富山大学2019年度前期・理科(生物)抜粋
あるウイルスの遺伝子の塩基組成を調べたところ、アデニン(A)、ウラシル(U)、グアニン(G)、シトシン(C)から構成されており、Aの数とUの数、Gの数とCの数がそれぞれ一致していた。塩基の総数は96500個で、そのうちグアニンが16400個であった。
このウイルスの遺伝子の特徴として、次のいずれの可能性が最も高いと推測されるか。また理由を説明しなさい。
(ア)1本鎖DNA (イ)2本鎖DNA (ウ)1本鎖RNA (エ)2本鎖RNA
解答(エ)
AとUの数、GとCの数がそれぞれ一致していることからそれらが対になった2本鎖であり、Uを含むことからRNAと推測できる。
ウイルスの遺伝を考える
人間を含むすべての生物の基本単位は細胞です。大腸菌のような単細胞生物も動物や植物のような多細胞生物も、細胞でできていることは同じです。細胞は、内部にDNAとRNAの両方をもち、自ら必要な物質を合成して、細胞分裂で増えます。
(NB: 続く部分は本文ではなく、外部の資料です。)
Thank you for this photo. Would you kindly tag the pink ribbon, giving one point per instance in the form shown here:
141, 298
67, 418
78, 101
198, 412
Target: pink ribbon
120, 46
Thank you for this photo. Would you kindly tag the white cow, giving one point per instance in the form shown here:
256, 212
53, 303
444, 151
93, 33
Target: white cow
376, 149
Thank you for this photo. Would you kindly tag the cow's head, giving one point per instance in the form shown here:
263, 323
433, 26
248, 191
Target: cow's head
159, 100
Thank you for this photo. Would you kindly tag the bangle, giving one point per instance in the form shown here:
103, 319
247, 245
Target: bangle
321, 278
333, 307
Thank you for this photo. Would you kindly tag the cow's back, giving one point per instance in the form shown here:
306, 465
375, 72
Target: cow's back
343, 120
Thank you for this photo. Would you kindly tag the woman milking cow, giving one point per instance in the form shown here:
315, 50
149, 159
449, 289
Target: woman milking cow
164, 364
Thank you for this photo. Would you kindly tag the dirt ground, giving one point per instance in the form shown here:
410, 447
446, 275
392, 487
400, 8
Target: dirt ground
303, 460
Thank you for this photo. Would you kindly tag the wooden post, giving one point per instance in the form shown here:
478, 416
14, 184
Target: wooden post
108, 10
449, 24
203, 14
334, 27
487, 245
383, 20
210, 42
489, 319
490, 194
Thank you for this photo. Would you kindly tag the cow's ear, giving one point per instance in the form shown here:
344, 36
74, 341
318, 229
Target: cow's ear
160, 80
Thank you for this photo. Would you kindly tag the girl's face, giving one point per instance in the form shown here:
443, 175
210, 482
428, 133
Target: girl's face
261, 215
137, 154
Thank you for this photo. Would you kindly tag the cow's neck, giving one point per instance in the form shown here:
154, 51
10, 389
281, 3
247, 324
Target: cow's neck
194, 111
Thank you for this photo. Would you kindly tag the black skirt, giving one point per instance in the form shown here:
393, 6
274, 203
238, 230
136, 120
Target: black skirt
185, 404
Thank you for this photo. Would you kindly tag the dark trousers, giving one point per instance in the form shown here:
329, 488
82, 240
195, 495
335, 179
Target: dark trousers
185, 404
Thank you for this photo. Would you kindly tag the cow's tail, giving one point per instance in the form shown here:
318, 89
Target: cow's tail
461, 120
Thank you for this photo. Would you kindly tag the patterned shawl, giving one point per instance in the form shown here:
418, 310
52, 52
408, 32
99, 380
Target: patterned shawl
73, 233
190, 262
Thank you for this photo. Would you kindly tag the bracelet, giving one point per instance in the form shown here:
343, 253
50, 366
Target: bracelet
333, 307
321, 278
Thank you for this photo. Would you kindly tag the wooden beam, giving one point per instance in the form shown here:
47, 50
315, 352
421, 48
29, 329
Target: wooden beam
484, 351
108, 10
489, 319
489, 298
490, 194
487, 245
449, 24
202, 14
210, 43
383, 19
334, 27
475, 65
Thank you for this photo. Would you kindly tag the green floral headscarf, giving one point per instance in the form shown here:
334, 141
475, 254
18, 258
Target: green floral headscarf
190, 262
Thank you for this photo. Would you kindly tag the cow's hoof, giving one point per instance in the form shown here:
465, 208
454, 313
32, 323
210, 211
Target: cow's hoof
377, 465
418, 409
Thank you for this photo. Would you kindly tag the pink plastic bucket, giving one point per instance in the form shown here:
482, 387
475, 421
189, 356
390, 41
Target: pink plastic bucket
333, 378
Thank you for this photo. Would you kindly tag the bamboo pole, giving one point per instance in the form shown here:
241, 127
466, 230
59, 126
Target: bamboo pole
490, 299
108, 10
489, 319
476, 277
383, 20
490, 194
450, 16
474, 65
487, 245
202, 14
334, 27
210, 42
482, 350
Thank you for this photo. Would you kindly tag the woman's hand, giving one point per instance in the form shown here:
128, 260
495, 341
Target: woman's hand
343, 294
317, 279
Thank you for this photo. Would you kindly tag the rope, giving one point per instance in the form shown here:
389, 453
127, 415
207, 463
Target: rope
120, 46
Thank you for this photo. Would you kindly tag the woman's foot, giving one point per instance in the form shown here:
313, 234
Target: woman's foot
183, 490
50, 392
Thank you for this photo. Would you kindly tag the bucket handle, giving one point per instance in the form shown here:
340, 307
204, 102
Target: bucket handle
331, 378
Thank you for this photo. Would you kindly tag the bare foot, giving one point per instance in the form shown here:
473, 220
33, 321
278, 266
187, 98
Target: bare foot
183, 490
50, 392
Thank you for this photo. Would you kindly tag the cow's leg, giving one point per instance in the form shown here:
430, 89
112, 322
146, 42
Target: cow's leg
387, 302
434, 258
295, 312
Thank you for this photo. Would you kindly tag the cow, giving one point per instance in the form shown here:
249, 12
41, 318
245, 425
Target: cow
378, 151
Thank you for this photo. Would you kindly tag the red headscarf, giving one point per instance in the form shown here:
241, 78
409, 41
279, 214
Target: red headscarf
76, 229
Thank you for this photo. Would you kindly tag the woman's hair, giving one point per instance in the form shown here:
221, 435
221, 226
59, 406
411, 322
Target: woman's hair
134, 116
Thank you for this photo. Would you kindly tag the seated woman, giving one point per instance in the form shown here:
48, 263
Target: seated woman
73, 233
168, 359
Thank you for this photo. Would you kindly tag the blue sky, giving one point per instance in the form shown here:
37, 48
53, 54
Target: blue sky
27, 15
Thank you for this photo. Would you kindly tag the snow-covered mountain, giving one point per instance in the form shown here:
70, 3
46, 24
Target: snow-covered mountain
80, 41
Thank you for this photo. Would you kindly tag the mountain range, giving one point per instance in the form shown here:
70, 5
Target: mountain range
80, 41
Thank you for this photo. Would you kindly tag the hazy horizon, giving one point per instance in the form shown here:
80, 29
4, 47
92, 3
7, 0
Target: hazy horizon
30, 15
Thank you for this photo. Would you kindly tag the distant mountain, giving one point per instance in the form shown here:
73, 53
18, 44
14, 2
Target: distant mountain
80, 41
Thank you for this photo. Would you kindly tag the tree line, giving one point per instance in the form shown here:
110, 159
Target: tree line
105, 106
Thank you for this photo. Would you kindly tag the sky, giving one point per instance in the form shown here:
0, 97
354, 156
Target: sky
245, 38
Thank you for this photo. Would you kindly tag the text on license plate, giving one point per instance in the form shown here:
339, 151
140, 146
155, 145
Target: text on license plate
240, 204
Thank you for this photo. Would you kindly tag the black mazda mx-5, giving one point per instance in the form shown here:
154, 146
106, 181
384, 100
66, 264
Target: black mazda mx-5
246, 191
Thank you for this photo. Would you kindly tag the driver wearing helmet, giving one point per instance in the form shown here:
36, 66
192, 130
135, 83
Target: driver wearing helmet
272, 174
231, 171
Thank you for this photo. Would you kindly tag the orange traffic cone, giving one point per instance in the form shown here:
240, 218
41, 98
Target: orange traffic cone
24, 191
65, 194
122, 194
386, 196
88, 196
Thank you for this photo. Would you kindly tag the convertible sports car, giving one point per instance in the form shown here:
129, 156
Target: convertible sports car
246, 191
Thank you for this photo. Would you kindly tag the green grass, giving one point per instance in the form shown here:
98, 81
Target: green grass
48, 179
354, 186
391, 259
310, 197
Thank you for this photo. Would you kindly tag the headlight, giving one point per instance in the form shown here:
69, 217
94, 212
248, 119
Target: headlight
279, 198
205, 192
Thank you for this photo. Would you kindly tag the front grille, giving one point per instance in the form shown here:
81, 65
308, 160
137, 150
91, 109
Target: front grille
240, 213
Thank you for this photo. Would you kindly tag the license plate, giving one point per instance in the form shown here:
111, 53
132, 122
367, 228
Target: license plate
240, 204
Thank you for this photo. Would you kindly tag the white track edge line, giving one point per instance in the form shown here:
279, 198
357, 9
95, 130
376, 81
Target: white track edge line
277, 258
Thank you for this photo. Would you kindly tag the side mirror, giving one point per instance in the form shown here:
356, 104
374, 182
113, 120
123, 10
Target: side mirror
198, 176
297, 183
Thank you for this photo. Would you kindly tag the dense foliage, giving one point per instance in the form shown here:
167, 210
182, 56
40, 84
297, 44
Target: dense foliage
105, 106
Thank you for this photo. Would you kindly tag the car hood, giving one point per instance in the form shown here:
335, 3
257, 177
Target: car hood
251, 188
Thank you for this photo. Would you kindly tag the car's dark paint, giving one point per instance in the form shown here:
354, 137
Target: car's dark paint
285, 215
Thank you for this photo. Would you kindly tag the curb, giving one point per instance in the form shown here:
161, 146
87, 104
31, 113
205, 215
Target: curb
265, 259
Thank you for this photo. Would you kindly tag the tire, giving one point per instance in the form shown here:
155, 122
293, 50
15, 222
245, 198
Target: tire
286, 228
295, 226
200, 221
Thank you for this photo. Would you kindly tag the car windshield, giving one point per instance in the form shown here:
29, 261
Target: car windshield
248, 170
細胞内のDNAは2本鎖構造で、遺伝子(細胞の部品の設計図)を、細胞から細胞へ、親から子へと伝えます。遺伝子全体をゲノムといい、細胞はDNAをもとにDNAを合成してゲノムを複製します。細胞のRNAは、遺伝子をもとにたんぱく質(細胞の部品)をつくる際にはたらきます。DNAをもとにRNAを合成するのが転写、RNAがはたらきたんぱく質を合成するのが翻訳です。翻訳のときにたんぱく質の設計図の写しとなるRNAがmRNAです。